Diğer yandan, uluslararası hukuk çerçevesinde devletlerin geçici koruma altındaki göçmenleri iadesi de mümkün değil. Ancak DW Türkçe'nin aldığı bilgiye göre, son günlerde yaşanan yanlış anlamalar sonucu ülkelerine geri gönderilenler arasında geçici koruma statüsü bulunan Suriyeliler de var.

 

Şanlıurfa'da bir sivil toplum örgütünde çalışan H., kentte alışveriş merkezlerinde dahi denetim yapıldığı için kimliği olmayan Suriyelilerin korkudan dışarı çıkamadığını söylüyor. Diğer yandan, İstanbul'da yaşayan ve kaydı bulunmayan 6 kişilik bir ailenin gönüllü geri dönüş için başvurduğunu ancak 21 Ağustos'a görüşme tarihi aldıklarını anlatıyor. "İnsanları bir minibüse dolduran kişi, kontrol noktaları bulunmayan yollardan İstanbul'dan Urfa'ya getirdiklerinden kişi başı 100 dolar almış" diyor. H., ayrıca, İdlib'in halen tehlikeli bir yer olmasına rağmen buraya geri gönderilenler olduğunu ifade ederek, "Geçici koruma altında olmasına karşın yanlış anlaşılma nedeniyle mağdur olanlar var" diye konuşuyor.
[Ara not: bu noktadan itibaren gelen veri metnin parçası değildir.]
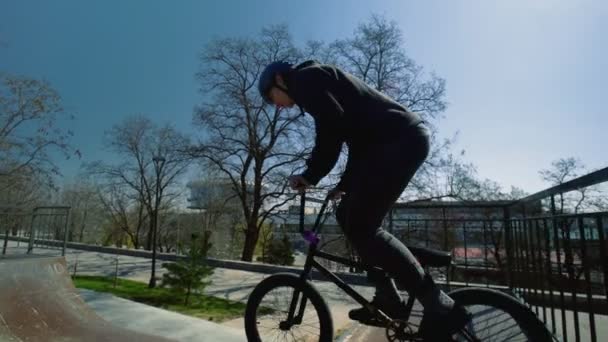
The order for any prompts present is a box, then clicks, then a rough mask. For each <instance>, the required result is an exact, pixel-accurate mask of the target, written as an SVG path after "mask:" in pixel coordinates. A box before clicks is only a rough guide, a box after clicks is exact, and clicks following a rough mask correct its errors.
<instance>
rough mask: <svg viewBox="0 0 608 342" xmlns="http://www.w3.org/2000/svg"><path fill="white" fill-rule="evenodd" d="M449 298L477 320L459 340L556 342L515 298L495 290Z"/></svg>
mask: <svg viewBox="0 0 608 342" xmlns="http://www.w3.org/2000/svg"><path fill="white" fill-rule="evenodd" d="M448 295H449V296H450V297H451V298H452V299H454V301H455V302H456V303H457V304H460V305H463V306H464V307H466V308H467V309H468V310H469V312H471V314H472V316H473V318H472V320H471V322H470V323H469V324H468V325H467V326H466V328H465V329H464V330H465V331H464V333H462V334H459V335H458V336H457V337H456V336H455V340H456V341H535V342H536V341H539V342H545V341H553V337H552V336H551V333H550V332H549V331H548V330H547V329H546V328H545V325H544V324H543V322H541V321H540V320H539V319H538V318H537V317H536V315H535V314H534V313H533V312H532V311H531V310H530V309H528V307H526V306H525V305H524V304H522V303H521V302H519V301H518V300H517V299H515V298H514V297H512V296H509V295H507V294H505V293H503V292H500V291H496V290H491V289H479V288H465V289H459V290H455V291H452V292H450V293H448Z"/></svg>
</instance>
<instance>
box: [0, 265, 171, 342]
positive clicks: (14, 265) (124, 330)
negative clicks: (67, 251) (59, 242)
mask: <svg viewBox="0 0 608 342" xmlns="http://www.w3.org/2000/svg"><path fill="white" fill-rule="evenodd" d="M0 341H3V342H4V341H10V342H13V341H14V342H26V341H27V342H30V341H31V342H38V341H45V342H60V341H61V342H72V341H103V342H105V341H108V342H109V341H116V342H122V341H129V342H138V341H142V342H143V341H146V342H169V341H172V340H169V339H165V338H161V337H156V336H151V335H146V334H141V333H136V332H133V331H130V330H126V329H123V328H118V327H115V326H112V325H111V324H110V323H108V322H107V321H105V320H104V319H102V318H101V317H100V316H98V315H97V314H96V313H95V312H94V311H93V310H92V309H91V308H89V307H88V306H87V304H86V303H85V302H84V301H83V300H82V299H81V298H80V296H79V295H78V291H77V290H76V288H75V287H74V284H73V283H72V279H71V278H70V275H69V273H68V271H67V267H66V262H65V259H64V258H63V257H48V256H47V257H42V256H18V257H4V258H0Z"/></svg>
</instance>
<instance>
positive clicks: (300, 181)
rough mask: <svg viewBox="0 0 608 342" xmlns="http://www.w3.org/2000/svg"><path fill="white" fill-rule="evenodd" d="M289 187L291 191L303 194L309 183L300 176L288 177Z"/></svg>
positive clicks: (305, 189)
mask: <svg viewBox="0 0 608 342" xmlns="http://www.w3.org/2000/svg"><path fill="white" fill-rule="evenodd" d="M289 186H290V187H291V189H292V190H297V191H298V192H304V190H306V188H308V187H309V186H310V183H309V182H308V181H307V180H306V178H304V177H302V175H293V176H289Z"/></svg>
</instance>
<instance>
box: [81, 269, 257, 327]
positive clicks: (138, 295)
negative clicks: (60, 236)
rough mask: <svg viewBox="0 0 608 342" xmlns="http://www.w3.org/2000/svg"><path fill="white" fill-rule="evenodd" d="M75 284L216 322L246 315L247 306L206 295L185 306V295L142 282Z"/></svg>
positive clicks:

"Nerede kayıt olunacağına devlet başından karar vermedi"

Türkiye'de devletin ülkeye giriş yapan Suriyeliler için bugüne kadar bir yerleşim planlaması yapmadığını, şimdi ise "Kayıt olduğun yere git" denildiğini ifade eden Prof. Erdoğan'a göre, devletin bunu demesi meşru… "Ama en başından nerede kayıt olacaklarına devlet karar vermedi. Şanlıurfa'da kaydolmuş 422 bin kişi var, nüfusun yüzde 22'sine denk geliyor. İstanbul'da ise bu sayı 547 bin, nüfusun yüzde 3.6'sı... O zaman 'İstanbul'dan dön' demek çok da anlamlı değil" diye ekliyor.